3. Restoran Kakak (家家茶室)
Kakak serves mainly kway teow soup with shredded chicken (鸡丝面). They will use Ipoh sha hor fun (flat rice noodle that is Ipoh's specialty) if no noodle preference is specified. It's great for breakfast with a cup of Kakak coffee.
And Kakak's coffee is something that is worth a try. The milk coffee is added with barley and can be served as hot ("Kakak Re" or 家家热) or cold ("Kakak Peng" or 家家冰) with ice cubes added. The barley adds some of its own sweetness to the coffee, giving it an additional flavour.
This barley-coffee is available at Restoran Kakak only.
4. PSL Goreng Pisang (炸香蕉)
This goreng pisang (fried banana) shop can't be missed when walking along Jalan Pasar. It's specialty is, of course, fried banana and other fried stuffs. This is a place to go for afternoon snacks. Too bad they don't serve coffee.
They have fried spring rolls, fried yam pastries, fried Chinese year cake (nian gao or 年糕) with tapioca and yam, fried banana ball, fried tapioca, and several others that I couldn't tell without trying. The food is usually for take-away but they do have a table for "eating-in".
Look at those beautiful bananas! And I picked for myself a goreng pisang, a yam pastry, a fried banana ball, a fried tapioca and a fried Chinese year cake (recommended by a local). The granny collecting the money topped up another fried tapioca for me. A little too much for one person.
And I downed everything while waiting for my clothes to be cleaned in a self-service laundry shop. The fried banana is good and not too sweet. And I like the fried Chinese year cake. The glutinous rice cake is sandwiched between a slice of tapioca and a slice of yam, which gives three different flavours and textures with each bite.
Burp! My dinner was delayed by 4 hours.
5. The Greenhouse Cafe
Any recommendation of eating places is incomplete without a cafe for coffee and light bites. The Greenhouse Cafe serves local food and western food too — but I was there for coffee after a walk in Taiping Lakes Garden in a hot afternoon.
And I am highlighting their "lime and lemongrass" cooler. Apart from lime and lemongrass, there are plums and peppermint too in a perfect sour-sweet concoction. The fragrance of the lemongrass and peppermint are quite distinctive and very refreshing. The cooler is a great drink to have, especially after a walk under the hot sun.
And I have a go at their chocolate peppermint cheesecake and a cup of cappuccino after the cooler. I like this cheesecake because it is really chocolate flakes on top and can taste the peppermint in the cheese. Most other cafes use brownie or chocolate cake with a layer of "green" cheese on top (meaning, you can't taste the peppermint).

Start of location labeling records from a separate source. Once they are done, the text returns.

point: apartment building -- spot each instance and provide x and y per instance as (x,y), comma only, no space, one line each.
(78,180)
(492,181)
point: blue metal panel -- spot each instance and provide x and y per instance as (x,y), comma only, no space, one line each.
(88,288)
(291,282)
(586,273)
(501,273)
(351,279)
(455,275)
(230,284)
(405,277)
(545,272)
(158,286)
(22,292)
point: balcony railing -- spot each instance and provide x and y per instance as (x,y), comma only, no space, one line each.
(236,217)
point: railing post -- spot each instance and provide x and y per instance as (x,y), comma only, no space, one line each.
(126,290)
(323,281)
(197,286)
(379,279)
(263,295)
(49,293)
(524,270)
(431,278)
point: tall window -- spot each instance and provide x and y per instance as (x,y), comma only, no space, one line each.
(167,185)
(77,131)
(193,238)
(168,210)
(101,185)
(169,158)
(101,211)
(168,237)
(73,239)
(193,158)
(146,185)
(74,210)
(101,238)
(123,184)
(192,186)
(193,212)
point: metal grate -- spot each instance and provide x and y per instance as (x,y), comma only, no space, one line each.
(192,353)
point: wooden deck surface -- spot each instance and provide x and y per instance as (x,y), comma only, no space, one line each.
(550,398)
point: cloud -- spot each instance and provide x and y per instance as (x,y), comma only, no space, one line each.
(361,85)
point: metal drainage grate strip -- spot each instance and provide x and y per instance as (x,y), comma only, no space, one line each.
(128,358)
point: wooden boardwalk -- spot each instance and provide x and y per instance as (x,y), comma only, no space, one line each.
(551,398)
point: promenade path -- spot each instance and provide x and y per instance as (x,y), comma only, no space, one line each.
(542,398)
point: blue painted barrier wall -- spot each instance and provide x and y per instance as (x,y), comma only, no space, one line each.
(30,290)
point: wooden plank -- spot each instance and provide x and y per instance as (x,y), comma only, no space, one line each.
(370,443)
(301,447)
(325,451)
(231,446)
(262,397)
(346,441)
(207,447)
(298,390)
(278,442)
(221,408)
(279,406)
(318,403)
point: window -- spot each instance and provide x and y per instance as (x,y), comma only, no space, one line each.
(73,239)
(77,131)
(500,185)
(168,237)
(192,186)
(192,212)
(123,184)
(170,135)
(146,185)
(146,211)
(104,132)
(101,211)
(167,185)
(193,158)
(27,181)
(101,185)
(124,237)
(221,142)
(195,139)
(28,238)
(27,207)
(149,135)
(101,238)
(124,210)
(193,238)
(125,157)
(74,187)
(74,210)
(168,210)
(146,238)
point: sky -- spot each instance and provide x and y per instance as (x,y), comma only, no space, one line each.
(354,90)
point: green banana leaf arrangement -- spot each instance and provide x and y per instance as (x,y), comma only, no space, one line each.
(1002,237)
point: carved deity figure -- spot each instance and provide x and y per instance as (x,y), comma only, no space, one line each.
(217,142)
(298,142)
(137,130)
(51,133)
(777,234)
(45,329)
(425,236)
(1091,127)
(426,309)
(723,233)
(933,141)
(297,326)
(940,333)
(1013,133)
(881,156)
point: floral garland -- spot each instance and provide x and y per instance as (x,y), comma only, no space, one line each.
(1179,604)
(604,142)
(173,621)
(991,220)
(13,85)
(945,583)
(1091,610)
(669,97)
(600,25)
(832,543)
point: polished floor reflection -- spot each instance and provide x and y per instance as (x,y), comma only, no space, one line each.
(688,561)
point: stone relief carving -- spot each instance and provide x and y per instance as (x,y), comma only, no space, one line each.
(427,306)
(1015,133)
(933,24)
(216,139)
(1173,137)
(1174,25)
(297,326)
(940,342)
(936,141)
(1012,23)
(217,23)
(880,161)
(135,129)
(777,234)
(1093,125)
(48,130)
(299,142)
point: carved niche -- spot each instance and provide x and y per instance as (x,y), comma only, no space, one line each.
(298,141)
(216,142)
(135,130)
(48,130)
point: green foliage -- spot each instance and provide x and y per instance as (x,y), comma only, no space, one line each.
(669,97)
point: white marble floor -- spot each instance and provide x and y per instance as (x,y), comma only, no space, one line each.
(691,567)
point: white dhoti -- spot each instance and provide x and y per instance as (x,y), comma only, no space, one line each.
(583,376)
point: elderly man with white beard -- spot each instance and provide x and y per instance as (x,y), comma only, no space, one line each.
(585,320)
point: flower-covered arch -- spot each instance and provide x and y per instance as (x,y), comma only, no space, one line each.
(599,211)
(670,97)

6. Restoran Prima Taiping (百龄茶餐厅)
At the junction of Jalan Manecksha and Jalan Kota, on the closed-off road between Restoran Prima Taiping and Kedai Kopi Prima, a food street materialised as night falls. Tables and chairs are laid out in the open space and diners can order from the food stalls on both sides. There are quite a number of stalls here.
I tried the seafood noodle sold by a pork noodle stall. And it turns out to be pork noodle added with fresh seafood, not all-seafood as expected. It might seem surprising to others who do not expect pork and seafood to be mixed in a bowl of noodle, but I find it familiar — if you read my article on local food around KSL City in Johor Bahru, you will see a similar dish. But it is cheaper in Taiping.
Another amazing dish. Instead of fried oysters omelette that is commonly seen across Malaysia and Singapore, a stall sells fried cockles omelette and fried clams omelette. With only a little stomach space left, I went for a cockles omelette. A different experience. I should have asked if clams can be mixed with cockles, so I can try both at the same time.
Following night, I went back for its yong tau foo (a Hakka dish) as recommended by the host of the hostel that I stayed at. The ingredients that I picked were boiled and served in a bowl of soup. They were really fresh and quite big in size too. Luckily, I did not order rice or noodle to go along.